Gleichstellung jetzt und überall. Das ist die Forderung des zweiten nationalen Frauenstreiks vom 14. Juni. Obwohl seit 1981 in der Verfassung verankert, sei die Gleichstellung von Mann und Frau noch immer nicht Realität. Die Frauen könnten sich am Freitag kommender Woche auf verschiedene Arten beteiligen, heisst es von Seiten der Streikkollektive. Alle sind sie aber aufgerufen, um 11 Uhr mit Aktionen am Arbeitsplatz ein gemeinsames Zeichen zu setzen.

Der Arbeitsplatz der 63 Nationalrätinnen ist an diesem Tag das Bundeshaus, es läuft die Sommersession und auf dem Programm steht unter anderem das Bevölkerungs- und Zivilschutzgesetz. Alle befragten Politikerinnen geben an, an der Sitzung teilnehmen zu wollen. «Es ist notwendig, dass wir bei den Abstimmungen anwesend sind und das nicht den Männern überlassen», sagt SP-Nationalrätin Claudia Friedl (SG).

Sitzungsunterbruch von 11 Uhr bis 11.15 Uhr

Nationalratspräsidentin Marina Carobbio von der SP will den Ratsmitgliedern allerdings die Möglichkeit geben, sich mit dem Frauenstreik zu solidarisieren. Sie werde die Sitzung am 14. Juni zwischen 11 Uhr und 11.15 Uhr unterbrechen, teilte Carobbio den Nationalrätinnen und Nationalräten am Mittwoch mit.

Der Aargauer SVP-Nationalrat Andreas Glarner will die Ratssitzung nicht für «frustrierte Frauen» unterbrechen.

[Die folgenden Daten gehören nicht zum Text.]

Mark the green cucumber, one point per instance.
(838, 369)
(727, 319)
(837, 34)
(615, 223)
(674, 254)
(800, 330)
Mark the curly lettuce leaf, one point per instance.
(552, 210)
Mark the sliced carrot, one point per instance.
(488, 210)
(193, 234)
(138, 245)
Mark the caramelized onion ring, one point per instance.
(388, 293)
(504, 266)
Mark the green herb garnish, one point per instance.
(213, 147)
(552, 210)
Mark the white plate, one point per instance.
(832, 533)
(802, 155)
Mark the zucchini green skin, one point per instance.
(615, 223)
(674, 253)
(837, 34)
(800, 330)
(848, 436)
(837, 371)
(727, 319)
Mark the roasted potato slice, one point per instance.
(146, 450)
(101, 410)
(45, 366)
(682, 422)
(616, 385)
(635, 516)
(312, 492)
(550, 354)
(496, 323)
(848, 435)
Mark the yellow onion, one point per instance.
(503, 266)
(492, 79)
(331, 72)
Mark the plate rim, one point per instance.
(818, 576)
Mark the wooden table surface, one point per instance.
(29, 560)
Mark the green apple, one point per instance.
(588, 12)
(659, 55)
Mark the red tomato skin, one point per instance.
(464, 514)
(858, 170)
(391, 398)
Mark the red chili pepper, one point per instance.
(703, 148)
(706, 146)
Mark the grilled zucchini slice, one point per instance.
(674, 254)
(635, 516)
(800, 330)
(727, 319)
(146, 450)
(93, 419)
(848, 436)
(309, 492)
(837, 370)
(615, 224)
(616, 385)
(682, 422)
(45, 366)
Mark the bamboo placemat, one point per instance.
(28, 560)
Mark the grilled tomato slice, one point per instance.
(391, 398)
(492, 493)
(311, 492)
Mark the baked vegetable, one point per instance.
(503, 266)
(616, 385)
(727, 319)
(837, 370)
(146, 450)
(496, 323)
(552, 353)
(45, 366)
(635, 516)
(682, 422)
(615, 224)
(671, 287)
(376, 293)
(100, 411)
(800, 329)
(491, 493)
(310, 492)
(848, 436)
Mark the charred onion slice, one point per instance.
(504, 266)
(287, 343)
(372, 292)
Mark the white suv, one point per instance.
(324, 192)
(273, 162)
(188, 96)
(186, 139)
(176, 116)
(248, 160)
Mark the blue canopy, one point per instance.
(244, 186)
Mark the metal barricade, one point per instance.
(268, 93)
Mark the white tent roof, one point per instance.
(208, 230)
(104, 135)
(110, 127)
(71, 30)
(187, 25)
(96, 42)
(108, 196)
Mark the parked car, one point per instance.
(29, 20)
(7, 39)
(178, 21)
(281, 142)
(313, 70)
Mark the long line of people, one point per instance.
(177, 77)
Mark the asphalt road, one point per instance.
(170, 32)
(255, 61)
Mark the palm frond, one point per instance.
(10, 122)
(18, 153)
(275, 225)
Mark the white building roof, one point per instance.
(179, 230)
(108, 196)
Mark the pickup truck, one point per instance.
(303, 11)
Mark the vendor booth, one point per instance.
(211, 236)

Der Aargauer SVP-Nationalrat Andreas Glarner will die Ratssitzung nicht für «frustrierte Frauen» unterbrechen.

Dies sehr zum Missfallen von SVP-Nationalrat Andreas Glarner. Der Aargauer Politiker versuchte den Sitzungsunterbruch per Ordnungsantrag zu verhindern. Der Streik sei eine rein private Wahlveranstaltung einiger «frustrierter, zu kurz gekommener Frauen», so Glarner. Und weiter:

Dafür erntete er Widerspruch und Unverständnis. «Glarner meint zu wissen, was die Frauen wollen. So ein Hohn», schrieb die St. Galler SP-Nationalrätin Barbara Gysi auf Twitter. Und der Solothurner CVP-Nationalrat Stefan Müller-Altermatt meinte kurz und knapp: «Glarner nervt.» Der Ordnungsantrag scheiterte deutlich mit 114 zu 55 Stimmen.

Ebenfalls am Mittwoch forderten zehn Nationalrätinnen ihre Ratskolleginnen mit einem Schreiben dazu auf, das Bundeshaus am kommenden Freitag beim Sitzungsunterbruch zu verlassen und sich auf dem Bundesplatz zu versammeln, «um mit den streikenden Frauen ins Gespräch zu kommen und ihre Anliegen anzuhören». Ausserdem sind die Parlamentarierinnen angehalten, am 14. Juni mit dem Tragen von schwarz-violetter Kleidung ein Zeichen zu setzen.

Unterzeichnet ist der Aufruf von Nationalrätinnen aus allen Fraktionen mit Ausnahme der SVP. Für die Thurgauerin Diana Gutjahr ist der Unterbruch «nicht nachvollziehbar». Da die Sitzung spätestens um 13 Uhr ende, wäre eine Teilnahme in der Freizeit möglich gewesen, so Gutjahr. «Damit geht das Parlament mit negativem Beispiel voraus und legitimiert solche Aktionen während der Arbeits- und Schulzeit.»

Sie setze sich als Unternehmerin im Bereich des Stahl- und Metallbaus «persönlich für Frauenförderung ein», sagt Gutjahr. Ein Streik sei hingegen der falsche Weg, um effektiv etwas zu verändern: «Auf der Strasse schafft man keine Gleichberechtigung.»

Grüne wollen am 14. Juni ein Vorstosspaket einreichen

Umso mehr Unterstützung erhält der Frauenstreik in den Reihen der linken Parteien, die sich den Kampf gegen die Ungleichbehandlung der Frauen auf die Fahne geschrieben haben. So wollen die Grünen am 14. Juni ein ganzes Bündel von Vorstössen mit Forderungen zur Besserstellung der Frauen und zur Gleichstellung einreichen.

Nach Sitzungsschluss lädt der Frauendachverband Alliance F die Volksvertreterinnen zum Fototermin in die Wandelhalle und zu einem Rundgang durch eine Ausstellung des Gosteli-Archivs zur Geschichte der schweizerischen Frauenbewegung.